The ego has been central to trekking the spiritual path for thousands of years. Look no further than two of the most revered spiritual texts ever written.
The Bhagavad Gitasuggests meditation to help control the mind, just a different word for the ego.
And chapter 10 of the Tao te Chingasks:
“Can you step back from your own mind and thus understand all things?”
Bottom line: The ego is a big deal. What is the ego? It’s the voice in our head that rarely shuts up. It’s our inner critic, not only of us, but of others. The complainer. The bragger. The brooder. The worrier.
In terms of spiritual growth, the ego’s most harmful influence is that it dominates and drowns out our true, conscious selves — the consciousness, soul, spirit, Atman that is our true essence.
Why I’m writing about the ego yet again
I’ve written several times about the ego, so why am I going back to it again? Because so often I hear spiritually minded people voicing their frustrations with their egos. They say things like, “God, I just can’t get my head to shut up! My mind just races and I hate it!”
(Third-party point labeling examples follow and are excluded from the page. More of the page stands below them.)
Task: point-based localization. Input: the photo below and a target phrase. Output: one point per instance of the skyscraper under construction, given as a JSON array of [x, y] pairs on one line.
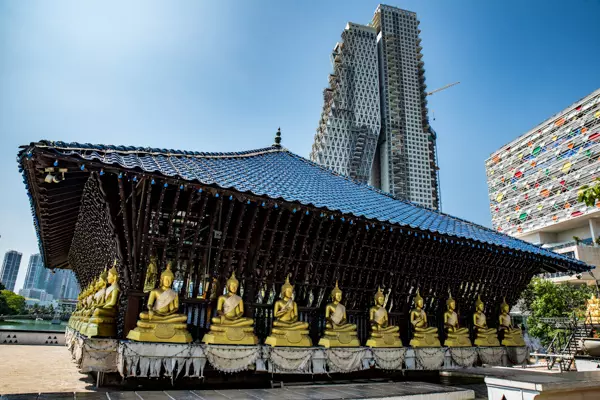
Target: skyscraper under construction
[[404, 160]]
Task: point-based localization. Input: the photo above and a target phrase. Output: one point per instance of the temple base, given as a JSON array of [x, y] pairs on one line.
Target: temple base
[[459, 341], [387, 340], [490, 341], [289, 339], [163, 333], [232, 335], [101, 329], [342, 339], [515, 341], [426, 341]]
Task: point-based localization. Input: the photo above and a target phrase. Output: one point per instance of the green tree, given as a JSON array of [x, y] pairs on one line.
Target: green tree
[[544, 299], [589, 194], [15, 303]]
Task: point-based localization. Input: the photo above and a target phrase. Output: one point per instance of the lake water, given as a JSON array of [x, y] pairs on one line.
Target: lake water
[[31, 325]]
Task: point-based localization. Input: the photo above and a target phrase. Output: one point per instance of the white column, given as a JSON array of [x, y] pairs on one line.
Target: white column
[[593, 230]]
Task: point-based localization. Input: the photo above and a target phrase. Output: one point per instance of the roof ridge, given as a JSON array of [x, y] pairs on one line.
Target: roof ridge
[[122, 149]]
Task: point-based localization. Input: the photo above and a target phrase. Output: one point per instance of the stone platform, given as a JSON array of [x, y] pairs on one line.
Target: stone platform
[[397, 390]]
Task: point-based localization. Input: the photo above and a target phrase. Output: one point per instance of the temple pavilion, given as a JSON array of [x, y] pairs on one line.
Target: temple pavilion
[[263, 214]]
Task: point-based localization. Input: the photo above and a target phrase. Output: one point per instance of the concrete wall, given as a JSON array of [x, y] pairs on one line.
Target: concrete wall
[[29, 337]]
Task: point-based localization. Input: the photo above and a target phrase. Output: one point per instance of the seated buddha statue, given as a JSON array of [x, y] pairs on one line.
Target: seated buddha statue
[[87, 305], [382, 333], [162, 323], [512, 336], [484, 336], [287, 330], [97, 300], [423, 334], [338, 333], [455, 335], [593, 310], [230, 326], [102, 322]]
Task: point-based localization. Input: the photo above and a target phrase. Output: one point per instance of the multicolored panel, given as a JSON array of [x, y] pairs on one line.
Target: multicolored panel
[[533, 181]]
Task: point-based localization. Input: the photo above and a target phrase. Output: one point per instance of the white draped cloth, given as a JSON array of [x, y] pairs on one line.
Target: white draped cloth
[[491, 355], [228, 358], [139, 359], [289, 359], [430, 358], [463, 356], [389, 358], [346, 359]]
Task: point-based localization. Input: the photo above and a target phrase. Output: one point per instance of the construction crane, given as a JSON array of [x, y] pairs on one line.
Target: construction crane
[[442, 88], [434, 136]]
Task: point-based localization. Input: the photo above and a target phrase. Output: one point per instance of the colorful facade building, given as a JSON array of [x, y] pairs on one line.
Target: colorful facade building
[[533, 182]]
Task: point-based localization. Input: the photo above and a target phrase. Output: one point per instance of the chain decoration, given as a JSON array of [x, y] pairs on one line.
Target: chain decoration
[[430, 358], [463, 356]]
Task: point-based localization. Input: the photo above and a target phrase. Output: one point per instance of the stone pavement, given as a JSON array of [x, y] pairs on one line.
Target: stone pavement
[[26, 369], [396, 390]]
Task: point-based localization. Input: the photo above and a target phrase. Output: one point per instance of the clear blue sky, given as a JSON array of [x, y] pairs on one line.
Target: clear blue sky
[[223, 75]]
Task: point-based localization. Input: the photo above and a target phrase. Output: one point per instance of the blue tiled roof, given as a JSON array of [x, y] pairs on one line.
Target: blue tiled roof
[[279, 174]]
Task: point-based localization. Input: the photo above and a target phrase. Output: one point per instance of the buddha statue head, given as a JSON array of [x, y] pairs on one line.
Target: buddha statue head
[[504, 307], [287, 290], [379, 297], [113, 275], [232, 284], [479, 306], [167, 276], [450, 303], [336, 293], [419, 300]]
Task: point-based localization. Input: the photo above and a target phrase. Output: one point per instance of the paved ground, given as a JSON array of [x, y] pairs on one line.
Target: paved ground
[[26, 369], [398, 390]]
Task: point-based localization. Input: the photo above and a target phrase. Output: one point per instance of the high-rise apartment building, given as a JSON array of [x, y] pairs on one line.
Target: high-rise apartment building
[[34, 270], [403, 162], [407, 144], [346, 138], [533, 182], [10, 269]]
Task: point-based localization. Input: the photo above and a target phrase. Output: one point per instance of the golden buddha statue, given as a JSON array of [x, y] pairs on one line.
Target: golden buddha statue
[[97, 300], [593, 310], [455, 335], [151, 272], [162, 323], [382, 334], [102, 322], [230, 326], [287, 330], [512, 336], [484, 336], [423, 334], [87, 304], [338, 333]]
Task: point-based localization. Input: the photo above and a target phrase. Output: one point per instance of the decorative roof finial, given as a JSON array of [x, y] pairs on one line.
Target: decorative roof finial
[[277, 138]]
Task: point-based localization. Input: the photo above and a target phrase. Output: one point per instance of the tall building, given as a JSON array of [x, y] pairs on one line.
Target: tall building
[[34, 270], [346, 138], [10, 269], [406, 145], [533, 183], [403, 162]]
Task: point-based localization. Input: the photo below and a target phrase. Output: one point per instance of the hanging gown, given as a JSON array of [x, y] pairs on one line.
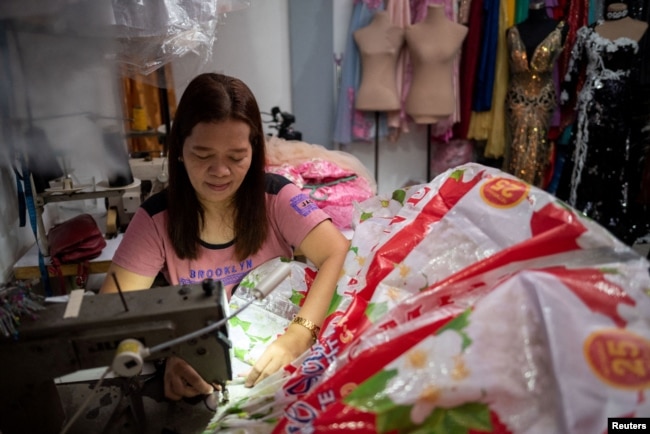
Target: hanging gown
[[530, 102], [603, 176]]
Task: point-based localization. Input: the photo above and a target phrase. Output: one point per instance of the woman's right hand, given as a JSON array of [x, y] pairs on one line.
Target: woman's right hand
[[182, 381]]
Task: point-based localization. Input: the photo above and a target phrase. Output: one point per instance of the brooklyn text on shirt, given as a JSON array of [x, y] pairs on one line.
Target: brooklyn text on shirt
[[228, 274]]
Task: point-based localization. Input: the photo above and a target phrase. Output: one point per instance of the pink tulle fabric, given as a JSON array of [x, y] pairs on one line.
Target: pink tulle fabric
[[335, 180]]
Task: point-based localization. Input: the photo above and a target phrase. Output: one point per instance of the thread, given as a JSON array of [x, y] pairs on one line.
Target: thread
[[139, 119], [128, 358]]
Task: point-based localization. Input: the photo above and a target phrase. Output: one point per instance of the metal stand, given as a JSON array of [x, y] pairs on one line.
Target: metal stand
[[428, 152], [377, 147]]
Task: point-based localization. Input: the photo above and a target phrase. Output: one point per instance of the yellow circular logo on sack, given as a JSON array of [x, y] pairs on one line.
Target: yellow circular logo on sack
[[619, 358], [504, 192]]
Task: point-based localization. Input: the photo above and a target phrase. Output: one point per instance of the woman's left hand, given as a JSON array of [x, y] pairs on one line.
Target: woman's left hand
[[284, 350]]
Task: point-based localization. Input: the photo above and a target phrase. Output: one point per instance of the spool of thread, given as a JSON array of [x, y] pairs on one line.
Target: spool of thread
[[139, 119], [128, 358]]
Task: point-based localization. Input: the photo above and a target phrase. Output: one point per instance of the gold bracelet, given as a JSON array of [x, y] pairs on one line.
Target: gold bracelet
[[313, 328]]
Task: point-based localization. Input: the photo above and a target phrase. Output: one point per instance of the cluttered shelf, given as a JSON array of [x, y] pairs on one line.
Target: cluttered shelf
[[27, 267]]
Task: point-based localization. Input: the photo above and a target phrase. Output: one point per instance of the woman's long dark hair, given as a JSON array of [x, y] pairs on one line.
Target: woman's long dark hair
[[215, 98]]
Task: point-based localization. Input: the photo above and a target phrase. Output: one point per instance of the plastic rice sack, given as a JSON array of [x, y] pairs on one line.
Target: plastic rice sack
[[554, 349], [473, 303], [467, 222], [253, 329]]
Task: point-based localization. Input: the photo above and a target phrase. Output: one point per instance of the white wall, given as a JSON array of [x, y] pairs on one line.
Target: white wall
[[68, 76], [253, 45]]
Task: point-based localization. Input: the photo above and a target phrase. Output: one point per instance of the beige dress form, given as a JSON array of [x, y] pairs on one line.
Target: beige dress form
[[433, 44], [379, 45]]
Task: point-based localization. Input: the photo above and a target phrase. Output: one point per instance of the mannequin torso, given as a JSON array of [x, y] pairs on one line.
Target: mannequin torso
[[379, 45], [618, 24], [433, 44], [534, 29]]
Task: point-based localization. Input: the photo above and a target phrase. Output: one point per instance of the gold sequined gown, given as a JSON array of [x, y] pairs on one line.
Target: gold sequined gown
[[530, 103]]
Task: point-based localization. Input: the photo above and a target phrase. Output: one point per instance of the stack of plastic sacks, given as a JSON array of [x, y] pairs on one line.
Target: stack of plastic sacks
[[475, 303]]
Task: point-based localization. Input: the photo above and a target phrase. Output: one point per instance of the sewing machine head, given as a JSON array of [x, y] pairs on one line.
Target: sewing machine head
[[59, 342]]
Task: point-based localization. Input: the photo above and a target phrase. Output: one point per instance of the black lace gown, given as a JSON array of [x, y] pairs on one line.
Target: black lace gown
[[602, 177]]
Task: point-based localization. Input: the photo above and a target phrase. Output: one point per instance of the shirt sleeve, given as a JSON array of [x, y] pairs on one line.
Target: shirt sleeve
[[142, 250], [294, 214]]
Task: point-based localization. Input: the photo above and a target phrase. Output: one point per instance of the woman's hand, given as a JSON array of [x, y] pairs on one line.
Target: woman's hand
[[182, 381], [284, 350]]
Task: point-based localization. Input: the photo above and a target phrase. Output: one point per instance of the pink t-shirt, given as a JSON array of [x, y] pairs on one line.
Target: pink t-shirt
[[147, 250]]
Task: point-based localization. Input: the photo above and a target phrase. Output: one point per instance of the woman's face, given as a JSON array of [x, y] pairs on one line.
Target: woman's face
[[217, 157]]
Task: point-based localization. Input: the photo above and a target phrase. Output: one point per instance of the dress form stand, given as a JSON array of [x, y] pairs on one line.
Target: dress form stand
[[434, 44], [428, 152], [379, 44]]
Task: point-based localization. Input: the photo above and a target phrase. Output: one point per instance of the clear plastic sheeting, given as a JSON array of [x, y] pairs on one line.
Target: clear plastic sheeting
[[147, 33]]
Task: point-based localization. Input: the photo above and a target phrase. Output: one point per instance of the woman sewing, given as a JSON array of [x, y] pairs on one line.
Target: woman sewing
[[222, 211]]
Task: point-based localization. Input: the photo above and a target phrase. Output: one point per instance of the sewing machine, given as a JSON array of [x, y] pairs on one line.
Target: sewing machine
[[65, 338]]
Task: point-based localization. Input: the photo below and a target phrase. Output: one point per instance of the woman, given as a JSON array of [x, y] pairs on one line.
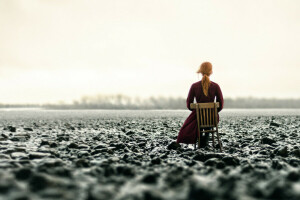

What this reaction does is identify the ego as an enemy. As something to be opposed. Something to fight against.
Don’t fight with your ego!
The central point of this piece is that the ego is not something to fight against. In fact, fighting with our ego only strengthens it. Fighting, and the drama that goes with it, is the fuel the ego needs to survive and thrive.
Let’s take a quick step back. It could be said that the entirety of the spiritual journey involves only two steps: 1. Becoming aware of the ego and seeing that it is not who we are; and 2. Chipping away, day after day, at that ego with the objective of making it less and less influential in our lives. That’s it.
In a perfect world, we eliminate it altogether so that all that’s left of us is that beautiful, conscious, aware presence. Hardly anybody makes it that far, though Eckhart Tolle has come close.
The bulk of our life’s work
That second step comprises most of our life’s work if we are serious about conscious awakening. Which is precisely why how we deal with our ego is so incredibly important.
So, if we don’t fight with the ego, what do we do? We, our conscious awareness, simply lean away from it and observe it. With no judgment. No “I hate my ego, it’s so annoying!”
Just leaning away and saying, “There it is…Okay.” When the ego rears up in the form of:
-An annoyed feeling from being stopped at a red light or waiting in line at the store.
-The feeling of fury that consumes you after your spouse levels a cheap shot at you.
-Or the feeling of disgust that overcomes you when your least favorite politician appears on your television screen…
In all of these situations, we simply do our best to relax, stay calm, lean away and watch the feeling that has arisen. Don’t jump in and tangle with the feeling. That’s akin to fighting with the ego. Just relax, lean away, watch and let it go.
Watch, then let go
That last paragraph sets out the work of our lives. Just watching, then letting the ego go.
It’s not easy, especially at first. But just as with tennis, piano and learning French, we get better at it the more we do it.
Meditation helps the most
It would be spiritual teaching malpractice not to mention a powerful tool that can help us immeasurably in our dealings with the ego: Meditation. Why does meditation help? Because it teaches us to sit in the seat of awareness and notice when our egos take over, in the form of thoughts.
What do we do when the egoic mind has whisked away our attention during a meditation session? We simply notice that that has happened while not getting mad or frustrated with ourselves. Then we slowly and compassionately return our attention to our breathing or other element we’ve chosen to focus on, like a mantra or a sound.
Meditation, in short, provides us with invaluable practice at non-judgmentally watching our egos and not fighting with them. This then carries over into our daily lives when we notice the ego rearing up.
To recap: Don’t fight with your ego. Do relax, lean away and watch it when it arises.
It’s hard. It takes patience and persistence to work through the frustrations the ego brings on us.
But if there’s anything you take away from this piece, I hope it’s that you realize just how valuable and consequential that work is.